Le niveau des greffes d'organes continue de remonter en France mais n'a pas encore retrouvé celui de l'avant-Covid, affecté notamment par des refus grandissants de familles et par la crise persistante de l'hôpital, selon le bilan 2023 de l'Agence de la biomédecine. En 2023, il y a eu 5.634 transplantations, le plus souvent de reins, davantage que l'année précédente (+2,5% sur un an, soit 139 greffes supplémentaires) et plus encore qu'en 2020 et 2021, années percutées par la crise du Covid.

Les résultats de 2023 ne rattrapent pas les près de 6.000 transplantations de 2019

"On est très satisfaits" de cette évolution, a résumé en conférence de presse Marine Jeantet, directrice générale de l'Agence de la biomédecine, soulignant qu'un don d'organes permet de "sauver entre trois et quatre personnes". Mais les résultats de 2023, détaillés par cette agence gérant les greffes d'organes, n'ont toujours pas rattrapé les 5.903 transplantations de 2019, avant le Covid.

Et ça ne suffit pas face aux besoins croissants : plus de 21.866 patients restent en attente de greffe, dont 11.422 immédiatement appelables. "L'activité de greffe augmente en France deux fois moins vite que le nombre de nouveaux inscrits en attente", a souligné François Kerbaul, directeur du prélèvement.

Les freins qui se dressent devant les greffes

Les greffes se heurtent encore à un taux de refus élevé, supérieur à un tiers (36,1%) des situations où une transplantation pourrait intervenir et en "hausse significative" sur un an (+9,4%).
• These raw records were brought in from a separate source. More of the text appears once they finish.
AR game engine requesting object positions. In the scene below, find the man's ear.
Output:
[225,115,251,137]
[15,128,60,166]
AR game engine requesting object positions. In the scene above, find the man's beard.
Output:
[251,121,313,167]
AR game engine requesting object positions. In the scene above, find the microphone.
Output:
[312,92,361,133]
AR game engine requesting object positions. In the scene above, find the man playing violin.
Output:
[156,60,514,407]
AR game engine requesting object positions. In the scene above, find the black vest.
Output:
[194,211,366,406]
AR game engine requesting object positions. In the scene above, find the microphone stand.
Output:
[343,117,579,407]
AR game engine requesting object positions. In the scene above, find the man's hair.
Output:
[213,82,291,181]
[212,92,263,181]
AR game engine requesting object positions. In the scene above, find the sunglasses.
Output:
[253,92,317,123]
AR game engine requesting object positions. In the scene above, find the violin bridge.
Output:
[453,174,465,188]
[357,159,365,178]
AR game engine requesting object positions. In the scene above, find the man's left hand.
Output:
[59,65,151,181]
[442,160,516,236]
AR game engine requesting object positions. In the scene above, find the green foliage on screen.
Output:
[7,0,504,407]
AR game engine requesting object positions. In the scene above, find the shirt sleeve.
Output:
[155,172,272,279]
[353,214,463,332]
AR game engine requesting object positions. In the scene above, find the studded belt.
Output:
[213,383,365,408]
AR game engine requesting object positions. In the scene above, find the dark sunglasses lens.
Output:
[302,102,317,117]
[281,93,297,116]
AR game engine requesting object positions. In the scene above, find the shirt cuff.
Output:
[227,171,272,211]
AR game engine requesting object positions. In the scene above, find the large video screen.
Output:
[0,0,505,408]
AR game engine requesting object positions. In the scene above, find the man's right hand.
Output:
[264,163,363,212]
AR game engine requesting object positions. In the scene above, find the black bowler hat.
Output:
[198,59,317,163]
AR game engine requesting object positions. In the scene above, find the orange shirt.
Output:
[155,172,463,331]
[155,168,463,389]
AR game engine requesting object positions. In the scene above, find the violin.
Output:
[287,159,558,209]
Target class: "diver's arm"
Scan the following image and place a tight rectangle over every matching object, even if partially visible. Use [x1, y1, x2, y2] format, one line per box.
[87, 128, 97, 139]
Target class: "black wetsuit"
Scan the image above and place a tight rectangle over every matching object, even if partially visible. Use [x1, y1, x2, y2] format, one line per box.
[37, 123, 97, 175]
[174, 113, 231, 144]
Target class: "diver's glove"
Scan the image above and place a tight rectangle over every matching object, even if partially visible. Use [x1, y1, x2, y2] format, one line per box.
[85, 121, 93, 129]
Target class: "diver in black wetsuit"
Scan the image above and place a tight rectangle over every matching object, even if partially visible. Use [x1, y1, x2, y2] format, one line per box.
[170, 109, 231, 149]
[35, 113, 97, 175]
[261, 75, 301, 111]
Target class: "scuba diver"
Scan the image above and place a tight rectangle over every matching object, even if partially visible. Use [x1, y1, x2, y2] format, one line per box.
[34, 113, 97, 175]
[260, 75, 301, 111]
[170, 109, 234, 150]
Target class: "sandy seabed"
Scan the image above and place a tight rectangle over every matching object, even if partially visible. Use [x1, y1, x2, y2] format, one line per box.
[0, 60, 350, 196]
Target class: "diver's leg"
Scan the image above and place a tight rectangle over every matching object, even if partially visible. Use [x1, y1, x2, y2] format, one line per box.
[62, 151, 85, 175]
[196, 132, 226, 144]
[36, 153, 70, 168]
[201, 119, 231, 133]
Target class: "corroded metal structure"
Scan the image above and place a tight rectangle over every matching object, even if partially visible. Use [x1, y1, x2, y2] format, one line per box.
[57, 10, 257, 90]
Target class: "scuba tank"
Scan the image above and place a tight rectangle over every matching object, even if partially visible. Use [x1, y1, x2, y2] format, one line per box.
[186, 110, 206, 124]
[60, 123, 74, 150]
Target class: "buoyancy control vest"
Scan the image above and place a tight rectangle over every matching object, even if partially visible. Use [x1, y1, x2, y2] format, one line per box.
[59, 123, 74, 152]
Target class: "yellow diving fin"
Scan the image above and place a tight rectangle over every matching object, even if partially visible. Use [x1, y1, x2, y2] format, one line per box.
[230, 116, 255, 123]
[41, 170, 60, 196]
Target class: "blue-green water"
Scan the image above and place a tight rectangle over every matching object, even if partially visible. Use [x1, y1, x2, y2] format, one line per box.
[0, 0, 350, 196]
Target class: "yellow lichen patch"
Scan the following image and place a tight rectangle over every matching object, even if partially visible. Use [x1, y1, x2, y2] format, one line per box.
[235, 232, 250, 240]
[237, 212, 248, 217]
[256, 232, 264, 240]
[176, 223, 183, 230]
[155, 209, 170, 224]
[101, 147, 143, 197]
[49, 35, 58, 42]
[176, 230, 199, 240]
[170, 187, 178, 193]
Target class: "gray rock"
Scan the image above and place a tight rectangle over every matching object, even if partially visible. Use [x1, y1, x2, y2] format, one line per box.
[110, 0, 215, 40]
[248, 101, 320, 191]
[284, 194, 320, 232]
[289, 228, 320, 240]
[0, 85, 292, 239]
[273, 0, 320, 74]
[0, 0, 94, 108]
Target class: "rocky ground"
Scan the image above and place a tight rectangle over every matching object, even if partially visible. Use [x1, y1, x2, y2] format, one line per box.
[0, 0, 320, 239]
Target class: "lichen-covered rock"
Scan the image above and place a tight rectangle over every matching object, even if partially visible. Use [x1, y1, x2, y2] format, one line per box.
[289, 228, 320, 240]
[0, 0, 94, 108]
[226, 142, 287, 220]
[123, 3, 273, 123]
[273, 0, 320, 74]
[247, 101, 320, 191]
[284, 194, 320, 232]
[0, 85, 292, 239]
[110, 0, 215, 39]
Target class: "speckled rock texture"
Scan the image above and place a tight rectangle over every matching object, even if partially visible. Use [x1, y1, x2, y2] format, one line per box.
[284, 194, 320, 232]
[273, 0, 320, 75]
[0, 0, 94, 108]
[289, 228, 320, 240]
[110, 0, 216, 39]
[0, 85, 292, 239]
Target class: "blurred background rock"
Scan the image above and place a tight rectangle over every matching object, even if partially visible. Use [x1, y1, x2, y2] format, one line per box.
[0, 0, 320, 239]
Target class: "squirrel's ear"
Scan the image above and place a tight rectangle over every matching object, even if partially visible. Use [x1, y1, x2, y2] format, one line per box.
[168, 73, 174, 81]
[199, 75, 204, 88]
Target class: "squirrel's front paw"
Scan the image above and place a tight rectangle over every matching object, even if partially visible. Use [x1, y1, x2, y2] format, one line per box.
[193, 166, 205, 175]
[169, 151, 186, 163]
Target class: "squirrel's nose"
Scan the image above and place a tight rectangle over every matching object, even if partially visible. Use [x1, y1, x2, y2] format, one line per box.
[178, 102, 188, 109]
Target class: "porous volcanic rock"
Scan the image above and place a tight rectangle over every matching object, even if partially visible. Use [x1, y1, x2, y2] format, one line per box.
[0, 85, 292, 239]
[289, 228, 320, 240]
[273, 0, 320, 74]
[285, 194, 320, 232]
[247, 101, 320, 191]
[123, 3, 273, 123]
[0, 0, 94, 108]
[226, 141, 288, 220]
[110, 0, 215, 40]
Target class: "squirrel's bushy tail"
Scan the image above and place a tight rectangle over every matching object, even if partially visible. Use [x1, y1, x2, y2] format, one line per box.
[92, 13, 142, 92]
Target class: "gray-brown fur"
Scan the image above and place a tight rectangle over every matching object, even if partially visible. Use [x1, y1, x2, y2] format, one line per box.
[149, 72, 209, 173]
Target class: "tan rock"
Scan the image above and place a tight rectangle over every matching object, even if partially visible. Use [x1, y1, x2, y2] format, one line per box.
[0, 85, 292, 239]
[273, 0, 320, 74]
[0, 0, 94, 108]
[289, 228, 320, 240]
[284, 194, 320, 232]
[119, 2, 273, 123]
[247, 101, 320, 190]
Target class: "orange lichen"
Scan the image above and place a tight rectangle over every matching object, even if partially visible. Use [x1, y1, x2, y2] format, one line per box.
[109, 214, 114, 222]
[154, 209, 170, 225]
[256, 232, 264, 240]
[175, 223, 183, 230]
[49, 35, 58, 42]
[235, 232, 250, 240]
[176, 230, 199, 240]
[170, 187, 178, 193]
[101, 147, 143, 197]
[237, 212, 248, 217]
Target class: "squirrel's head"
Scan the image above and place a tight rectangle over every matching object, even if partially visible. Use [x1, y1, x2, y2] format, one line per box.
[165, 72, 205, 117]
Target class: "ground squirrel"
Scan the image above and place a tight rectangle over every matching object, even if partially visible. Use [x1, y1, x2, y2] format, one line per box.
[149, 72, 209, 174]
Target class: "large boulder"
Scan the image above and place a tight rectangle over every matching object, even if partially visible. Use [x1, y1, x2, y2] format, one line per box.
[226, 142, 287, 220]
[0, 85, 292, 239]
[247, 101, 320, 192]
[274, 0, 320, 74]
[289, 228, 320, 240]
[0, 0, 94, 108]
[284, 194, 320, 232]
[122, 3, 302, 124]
Tous les Français sont donneurs présumés, mais beaucoup n'ont pas donné leur position à leur famille, et un proche peut dire s'il pense que le décédé ne l'aurait pas souhaité. Quant aux inscriptions sur le registre national des refus, elles "restent minimes - environ 0,7% de la population -", mais "nous avons été surpris par une augmentation importante des moins de 35 ans, avant c'était majoritairement des plus de 60 ans", a noté Marine Jeantet.

Face aux "idées reçues", l'agence veut rassurer : "tous les organes prélevés servent à des interventions thérapeutiques, pas à des recherches scientifiques ; les greffons sont attribués sur des critères uniquement médicaux, la catégorie socio-professionnelle ou l'origine ne rentrent pas en compte" ; "aucune religion monothéiste ne s'oppose au don d'organes, et il est possible de faire tous les rites funéraires".

Autre frein aux greffes : l'hôpital reste "en souffrance", "l'activité chirurgicale n'y a pas retrouvé le niveau d'avant-Covid" par manque de personnel, selon Marine Jeantet. Critiquée par la Cour des comptes fin janvier, l'Agence de la biomédecine met en avant ses multiples actions (communication, travail avec les hôpitaux, formation de soignants, etc) pour respecter le plan greffe 2022-2026.